Throughout the intervening years, the community professionals behind the management of zoos and aquariums have fundamentally changed the way how the zoo industry should care for animals.
Up to the 1980s, the zoos in most major U.S. city had animals from around the world boxed up in rows of bare concrete structures, secured by jailhouse-style bars. Although most animals seem to be in healthy physical condition, it was noticeable that they were aware that they were living life in captivity. The animals were either staring blankly or acting restlessly, listlessly pacing the four corners of their cages.
The Animal Conservation Message
Early zoos were simply places where aristocrats of the Victorian rts can keep their collection of exotic animals to be shown as private exhibits. Yet the administrators and caretakers had no proper training in keeping the animals alive, let alone take good care of them.
It was only in the first half of the 20th century when zoos became public, under the supervision of administrators who focused on conditions that will keep the animals in good physical health. The changes though included zoo designs that resembled bathroom spaces, as the tiled surfaces made it easier to steam-sterilize the animal confinements.
Still, the past 50 years saw the establishment of conservation and educational institutions that gave attention to the rights of animals taken away from their natural habitats and forced to live among humans. Their messages of conservation made it important to improve zoo designs with landscape features.
Displaying animals in settings that resemble their natural environments not only enable visitors to have a better image of the species. It also allows the animals to live and behave more naturally even while living under human supervision.

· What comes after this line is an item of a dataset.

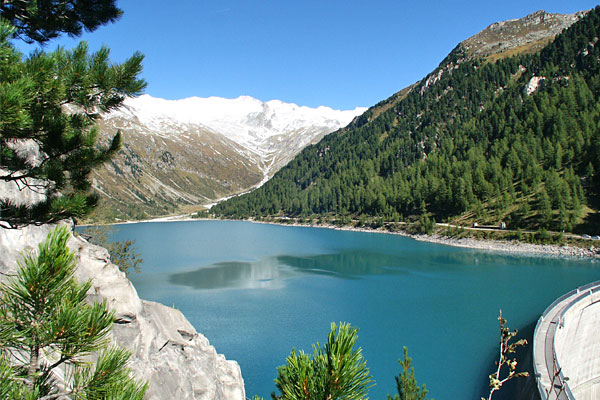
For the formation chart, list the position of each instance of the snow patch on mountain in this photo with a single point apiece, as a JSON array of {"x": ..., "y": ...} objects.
[{"x": 245, "y": 120}]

The Establishment of Standards and Recognition of Best Practices in Zoo Animal Care
As the calls for better animal care were stronger, the Association of Zoos and Aquariums (AZA) became instrumental in upgrading the standards in animal care to the more meaningful, animal welfare. Through AZA accreditation, maintaining the best practices is an achievement that merits the highest level of professional recognition conferred to accredited North American zoos and aquariums.
An AZA accreditation serves as proof of sound business operation backed by activities in conservation, education, and research, whilst providing quality life for animals under zoo care.